The shape of the Array
will match the shape of the Variable
(if all data was read) or the shape of the Section
(if a subset was read).
There are a number of ways to access data in the Array
.
Here is an example of accessing data in a 3D array, keeping track of index:
Array data = v.read();
int[] shape = data.getShape();
Index index = data.getIndex();
for (int i = 0; i < shape[0]; i++) {
for (int j = 0; j < shape[1]; j++) {
for (int k = 0; k < shape[2]; k++) {
double dval = data.getDouble(index.set(i, j, k));
}
}
}
If you want to iterate over all the data in a variable of any rank, without keeping track of the indices, you can use the IndexIterator
:
Array data = v.read();
double sum = 0.0;
IndexIterator ii = data.getIndexIterator();
while (ii.hasNext()) {
sum += ii.getDoubleNext();
}
You can also just iterate over a subset of the data defined by a List
of Ranges
use the RangeIterator
.
The following iterates over every 5th point of each dimension in an Array
of arbitrary rank:
Array data = v.read();
int[] dataShape = data.getShape();
List ranges = new ArrayList();
for (int i = 0; i < dataShape.length; i++) {
ranges.add(new Range(0, dataShape[i] - 1, 5));
}
double sum = 0.0;
IndexIterator ii = data.getRangeIterator(ranges);
while (ii.hasNext()) {
sum += ii.getDoubleNext();
}
In these examples, the data will be converted to double if needed.
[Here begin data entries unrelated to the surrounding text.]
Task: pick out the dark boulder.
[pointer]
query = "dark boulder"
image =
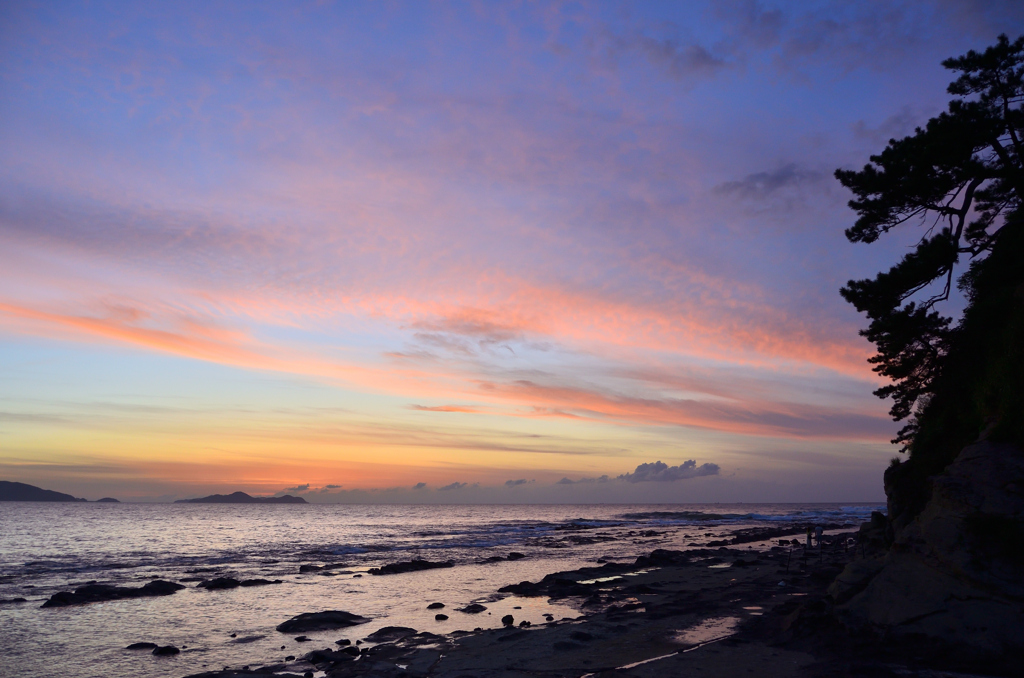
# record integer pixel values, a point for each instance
(390, 634)
(954, 571)
(219, 584)
(414, 565)
(104, 592)
(327, 655)
(331, 619)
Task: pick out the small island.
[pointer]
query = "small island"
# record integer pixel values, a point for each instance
(20, 492)
(242, 498)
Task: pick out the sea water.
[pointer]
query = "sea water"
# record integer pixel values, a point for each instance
(46, 548)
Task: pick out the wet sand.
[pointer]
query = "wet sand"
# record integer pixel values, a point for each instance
(722, 611)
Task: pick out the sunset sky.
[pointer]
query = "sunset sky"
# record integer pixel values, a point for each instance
(451, 252)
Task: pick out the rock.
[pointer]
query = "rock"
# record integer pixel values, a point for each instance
(327, 655)
(331, 619)
(219, 584)
(390, 634)
(104, 592)
(954, 573)
(409, 566)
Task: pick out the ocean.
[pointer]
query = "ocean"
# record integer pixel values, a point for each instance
(47, 548)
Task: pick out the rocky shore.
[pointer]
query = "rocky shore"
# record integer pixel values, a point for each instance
(713, 611)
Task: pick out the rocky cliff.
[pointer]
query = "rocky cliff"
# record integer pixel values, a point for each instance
(952, 574)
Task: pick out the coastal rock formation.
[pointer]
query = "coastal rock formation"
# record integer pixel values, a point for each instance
(104, 592)
(166, 650)
(331, 619)
(20, 492)
(230, 583)
(242, 498)
(410, 566)
(954, 573)
(142, 645)
(390, 634)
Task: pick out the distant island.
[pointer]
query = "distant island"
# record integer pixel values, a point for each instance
(19, 492)
(243, 498)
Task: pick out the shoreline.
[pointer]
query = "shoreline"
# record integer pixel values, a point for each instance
(710, 609)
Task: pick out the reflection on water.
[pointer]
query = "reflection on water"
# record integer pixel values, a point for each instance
(708, 630)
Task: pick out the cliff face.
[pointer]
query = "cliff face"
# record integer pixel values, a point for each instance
(954, 571)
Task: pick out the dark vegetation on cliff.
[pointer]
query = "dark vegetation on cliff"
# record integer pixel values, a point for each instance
(961, 179)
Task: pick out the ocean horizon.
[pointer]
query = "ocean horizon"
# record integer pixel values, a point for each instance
(46, 549)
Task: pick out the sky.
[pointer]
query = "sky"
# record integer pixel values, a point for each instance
(452, 252)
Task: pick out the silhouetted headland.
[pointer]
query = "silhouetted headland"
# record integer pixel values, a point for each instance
(243, 498)
(20, 492)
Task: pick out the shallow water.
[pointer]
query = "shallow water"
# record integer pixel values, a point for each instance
(45, 548)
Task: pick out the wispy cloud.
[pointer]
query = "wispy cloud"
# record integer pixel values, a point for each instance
(662, 472)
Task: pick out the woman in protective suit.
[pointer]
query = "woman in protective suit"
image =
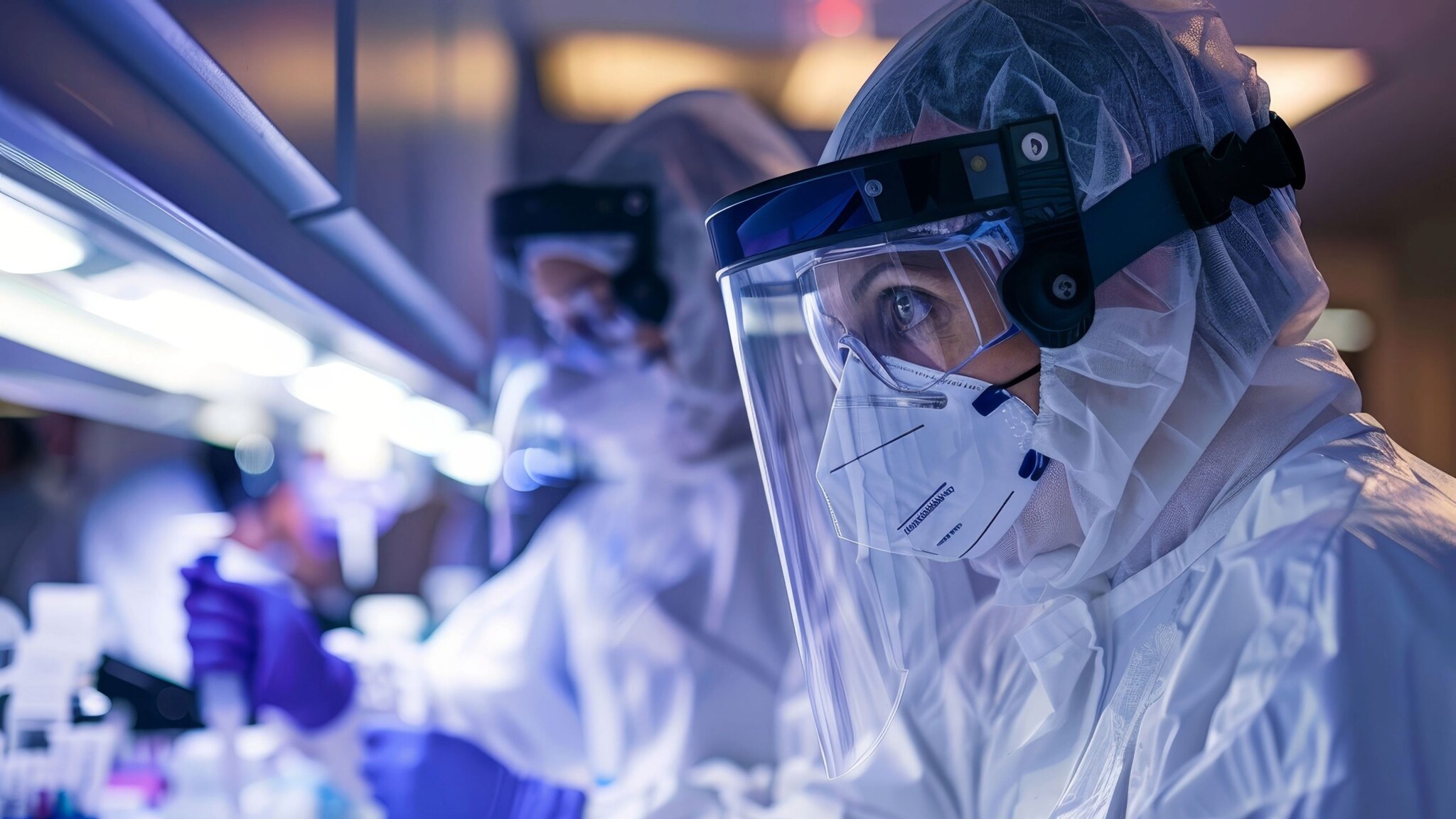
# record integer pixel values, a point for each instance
(1053, 298)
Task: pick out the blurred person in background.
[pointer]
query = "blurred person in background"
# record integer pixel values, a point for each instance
(635, 652)
(25, 509)
(149, 525)
(1224, 589)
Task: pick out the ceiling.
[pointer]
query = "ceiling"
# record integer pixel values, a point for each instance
(1375, 161)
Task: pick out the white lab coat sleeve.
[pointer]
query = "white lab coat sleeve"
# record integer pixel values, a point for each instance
(497, 669)
(1361, 719)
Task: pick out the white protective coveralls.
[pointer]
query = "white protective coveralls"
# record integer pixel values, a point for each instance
(1232, 595)
(637, 648)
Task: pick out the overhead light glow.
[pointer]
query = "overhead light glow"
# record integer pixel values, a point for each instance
(1350, 331)
(426, 427)
(219, 328)
(228, 423)
(351, 449)
(609, 77)
(473, 458)
(33, 242)
(826, 77)
(348, 391)
(839, 18)
(1308, 80)
(254, 454)
(37, 318)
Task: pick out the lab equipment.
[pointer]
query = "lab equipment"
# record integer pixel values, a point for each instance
(223, 701)
(424, 773)
(53, 767)
(267, 638)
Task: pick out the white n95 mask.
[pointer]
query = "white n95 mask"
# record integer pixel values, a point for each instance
(933, 474)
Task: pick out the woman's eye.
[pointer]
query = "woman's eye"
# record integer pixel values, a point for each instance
(906, 308)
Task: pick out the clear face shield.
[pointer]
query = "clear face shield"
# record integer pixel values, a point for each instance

If you know the Array’s rank and type, you can cast to the appropriate subclass and use the get()
and set()
methods, for example:
ArrayDouble.D3 data = (ArrayDouble.D3) v.read();
int[] shape = data.getShape();
Index index = data.getIndex();
for (int i = 0; i < shape[0]; i++) {
for (int j = 0; j < shape[1]; j++) {
for (int k = 0; k < shape[2]; k++) {
double dval = data.get(i, j, k);
}
}
}
There are a number of index reordering methods that operate on an Array
, and return another Array
with the same backing data storage, but with the indices modified in various ways:
// public Array flip(int dim);
Array reversedData = data.flip(0); // reverse time dimension
// public Array permute(int[] dims);
Array permutedData = data.permute(new int[] {1, 2, 0}); // time becomes last dimension
// public Array section(int[] origin, int[] shape, int[] stride);
Array data1D = data.section(origin, shape, stride); // 1D array of measurements at first lat/lon
// public Array sectionNoReduce(int[] origin, int[] , int[] stride);
Array data3D = data.sectionNoReduce(origin, shape, stride); // 3D array of measurements
// public Array reduce();
Array reducedData = data3D.reduce(); // same as data1D
// public Array slice(int dim, int val);
Array slideData = data.slice(0, 10); // 2D array of measurements for 10th time step
// public Array transpose( int dim1, int dim2);
Array transposedData = data.transpose(1, 2); // transpose lat and lon dimensions
The backing data storage for an Array
is a 1D Java array of the corresponding type (double[]
for ArrayDouble
, etc) with length Array.getSize()
.
You can work directly with the Java array by extracting it from the Array
:
double[] javaArray = (double[]) data.get1DJavaArray(DataType.DOUBLE);
If the Array
has the same type as the request, and the indices have not been reordered, this will return the backing array, otherwise it will return a copy with the requested type and correct index ordering.
Writing temporary files to the disk cache
There are a number of places where the library needs to write files to disk. If you end up using the file more than once, its useful to cache these files.
- If a filename ends with
.Z
,.zip
,.gzip
,.gz
, or.bz2
,NetcdfFile.open
will write an uncompressed file of the same name, but without the suffix. - The GRIB IOSP writes an index file with the same name and a
.gbx
extension. Other IOSPs may do similar things in the future. - Nexrad2 files that are compressed will be uncompressed to a file with an
.uncompress
prefix.
Before NetcdfFile.open
writes the temporary file, it looks to see if it already exists.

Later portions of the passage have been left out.